The Government have robust systems in place to protect the UK against foreign malign influence. These bring together Government, civil society and private sector organisations to monitor and respond to interference, to ensure our democracy stays open, transparent and resilient. During the 2019 general election a cross-government election security cell was stood up to co-ordinate responses to threats and hazards relating to the election.
On the basis of extensive analysis, the Government have concluded that it is almost certain that Russian actors sought to interfere in the 2019 general election through the online amplification of illicitly acquired and leaked Government documents.
Sensitive Government documents relating to the UK-US free trade agreement were illicitly acquired before the 2019 general election and disseminated online via the social media platform Reddit.

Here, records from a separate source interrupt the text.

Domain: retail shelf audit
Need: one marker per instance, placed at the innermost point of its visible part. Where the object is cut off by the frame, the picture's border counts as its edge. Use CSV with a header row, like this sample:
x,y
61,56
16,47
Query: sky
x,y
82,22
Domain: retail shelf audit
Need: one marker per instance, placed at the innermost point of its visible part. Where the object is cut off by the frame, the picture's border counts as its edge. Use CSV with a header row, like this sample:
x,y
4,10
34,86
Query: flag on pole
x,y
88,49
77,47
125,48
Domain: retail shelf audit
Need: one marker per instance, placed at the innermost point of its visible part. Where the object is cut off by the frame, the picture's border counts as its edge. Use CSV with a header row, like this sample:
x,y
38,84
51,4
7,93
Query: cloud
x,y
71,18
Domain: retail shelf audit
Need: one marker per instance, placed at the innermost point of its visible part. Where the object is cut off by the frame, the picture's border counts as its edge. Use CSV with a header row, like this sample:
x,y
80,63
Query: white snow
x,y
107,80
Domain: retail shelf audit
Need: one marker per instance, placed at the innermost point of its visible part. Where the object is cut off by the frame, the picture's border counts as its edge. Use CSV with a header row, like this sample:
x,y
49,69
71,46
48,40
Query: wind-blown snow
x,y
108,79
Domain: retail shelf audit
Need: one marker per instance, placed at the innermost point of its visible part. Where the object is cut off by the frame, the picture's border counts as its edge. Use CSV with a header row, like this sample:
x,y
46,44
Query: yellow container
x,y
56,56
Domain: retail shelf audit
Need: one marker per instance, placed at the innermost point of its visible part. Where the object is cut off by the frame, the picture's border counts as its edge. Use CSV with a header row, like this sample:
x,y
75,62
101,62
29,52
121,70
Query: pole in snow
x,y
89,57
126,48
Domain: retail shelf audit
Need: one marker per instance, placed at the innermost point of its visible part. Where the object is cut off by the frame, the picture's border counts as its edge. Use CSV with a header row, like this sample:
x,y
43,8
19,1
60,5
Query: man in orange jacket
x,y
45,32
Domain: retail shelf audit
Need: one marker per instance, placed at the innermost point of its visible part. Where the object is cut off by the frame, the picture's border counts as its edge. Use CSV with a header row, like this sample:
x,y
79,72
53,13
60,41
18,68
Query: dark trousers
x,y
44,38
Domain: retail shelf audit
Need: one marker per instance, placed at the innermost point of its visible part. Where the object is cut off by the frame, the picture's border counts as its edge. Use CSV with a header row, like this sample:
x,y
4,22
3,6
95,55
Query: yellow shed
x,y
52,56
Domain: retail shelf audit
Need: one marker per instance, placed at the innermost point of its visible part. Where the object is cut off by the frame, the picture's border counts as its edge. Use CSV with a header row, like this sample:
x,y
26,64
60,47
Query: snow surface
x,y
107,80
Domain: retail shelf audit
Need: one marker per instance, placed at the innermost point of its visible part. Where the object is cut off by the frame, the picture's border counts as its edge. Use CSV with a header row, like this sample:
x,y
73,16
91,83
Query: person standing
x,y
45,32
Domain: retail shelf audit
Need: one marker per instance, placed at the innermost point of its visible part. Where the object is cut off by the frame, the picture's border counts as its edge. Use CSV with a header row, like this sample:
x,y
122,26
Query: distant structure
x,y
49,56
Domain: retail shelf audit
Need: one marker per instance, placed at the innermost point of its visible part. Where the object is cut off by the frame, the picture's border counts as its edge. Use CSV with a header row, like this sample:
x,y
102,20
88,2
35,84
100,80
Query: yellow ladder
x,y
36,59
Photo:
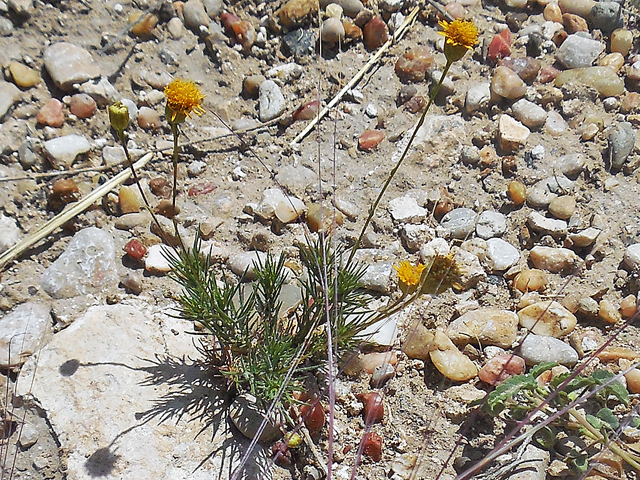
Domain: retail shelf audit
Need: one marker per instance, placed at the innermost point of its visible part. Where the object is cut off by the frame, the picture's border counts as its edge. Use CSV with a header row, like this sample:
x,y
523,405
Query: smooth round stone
x,y
536,349
562,207
459,223
51,113
487,326
82,105
491,224
507,84
621,41
632,256
450,361
23,76
552,259
501,254
332,30
547,318
530,114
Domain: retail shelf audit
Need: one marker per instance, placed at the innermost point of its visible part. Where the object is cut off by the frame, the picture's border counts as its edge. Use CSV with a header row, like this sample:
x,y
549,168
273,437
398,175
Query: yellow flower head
x,y
408,274
183,98
460,36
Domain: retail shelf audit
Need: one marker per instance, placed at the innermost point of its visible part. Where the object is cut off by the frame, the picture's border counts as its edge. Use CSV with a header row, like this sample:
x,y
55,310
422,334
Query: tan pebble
x,y
562,207
128,200
23,76
517,192
418,340
549,318
531,280
450,361
608,311
552,13
628,306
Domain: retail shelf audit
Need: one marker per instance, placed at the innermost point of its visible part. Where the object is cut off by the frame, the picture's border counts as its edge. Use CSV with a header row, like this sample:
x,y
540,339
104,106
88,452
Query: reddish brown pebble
x,y
372,443
500,46
308,111
51,114
501,367
373,407
202,189
370,139
135,249
160,187
82,105
375,33
412,66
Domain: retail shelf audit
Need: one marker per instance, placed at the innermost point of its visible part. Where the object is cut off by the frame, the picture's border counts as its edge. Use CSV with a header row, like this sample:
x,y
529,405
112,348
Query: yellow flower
x,y
183,98
408,274
460,36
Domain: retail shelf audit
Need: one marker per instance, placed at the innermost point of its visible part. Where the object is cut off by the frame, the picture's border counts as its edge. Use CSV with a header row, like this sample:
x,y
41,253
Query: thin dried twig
x,y
67,215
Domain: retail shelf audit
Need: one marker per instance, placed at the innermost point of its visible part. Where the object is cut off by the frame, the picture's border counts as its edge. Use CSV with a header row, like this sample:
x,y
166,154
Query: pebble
x,y
486,326
332,31
450,361
375,33
578,52
530,114
500,368
512,135
550,319
622,140
9,232
64,150
271,101
68,64
412,66
604,79
477,97
86,266
51,114
82,105
507,84
536,349
491,224
501,254
459,223
22,332
23,76
552,259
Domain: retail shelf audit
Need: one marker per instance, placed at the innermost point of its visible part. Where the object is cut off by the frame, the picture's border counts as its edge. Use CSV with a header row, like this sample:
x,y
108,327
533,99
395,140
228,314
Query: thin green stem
x,y
374,207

When these gained no traction, further attempts were made to promote the illicitly acquired material online in the run-up to the general election.
Whilst there is no evidence of a broad spectrum Russian campaign against the general election, any attempt to interfere in our democratic processes is completely unacceptable. It is, and will always be, an absolute priority to protect our democracy and elections.
There is an ongoing criminal investigation and it would be inappropriate for us to say anything further at this point.
The Government reserve the right to respond with appropriate measures in the future.
The UK will continue to call out and respond to malign activity, including any attempts to interfere in our democratic processes, alongside our international partners. We fully support the recent action taken by our German partners who exposed Russian responsibility for the hack of their Parliament in 2015, as well as their intention to act against those responsible under the cyber sanctions regime. The UK Government laid the statutory instrument for our own cyber sanctions regime on 17 June.